Je vois là l’intériorisation du Spectacle dans sa pire acception: le maquillage (dans son sens péjoratif) de ce que l’on est, la démagogie de l’égo. Le culte jeuniste et celui du “je me distingue donc je suis” ont remplacé le cogito cartésien. Etre ou paraître, faire ou singer, ce souci impérialiste de l’apparence me semble passer à côté de l’essentiel et cacher l’innommable. L’ascenseur social disparu est remplacé par des ruses fondées sur des métaphores décrites par P. Bourdieu dans “La Distinction” (Ed. de Minuit). L’objet ou l’accessoire donnent l’illusion de changer de statut. Là aussi, dans les têtes, le libéralisme sauvage semble avoir gagné la partie.

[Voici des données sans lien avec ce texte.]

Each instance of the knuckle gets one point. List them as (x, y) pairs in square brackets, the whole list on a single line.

Cet équilibre d’un “look” non disqualifiant et acceptable par l’autre, suppose déjà qu’on y réfléchisse. Il y a tant de choses si intéressantes dans la vie pour qu’on ne consacre pas une part importante de son énergie à simplement vouloir “avoir l’air de”, “ressembler à”, à partir des clichés dont nous gavent les publicitaires. Hélas, ce n’est pas notre Président qui donnera l’exemple dans ce domaine.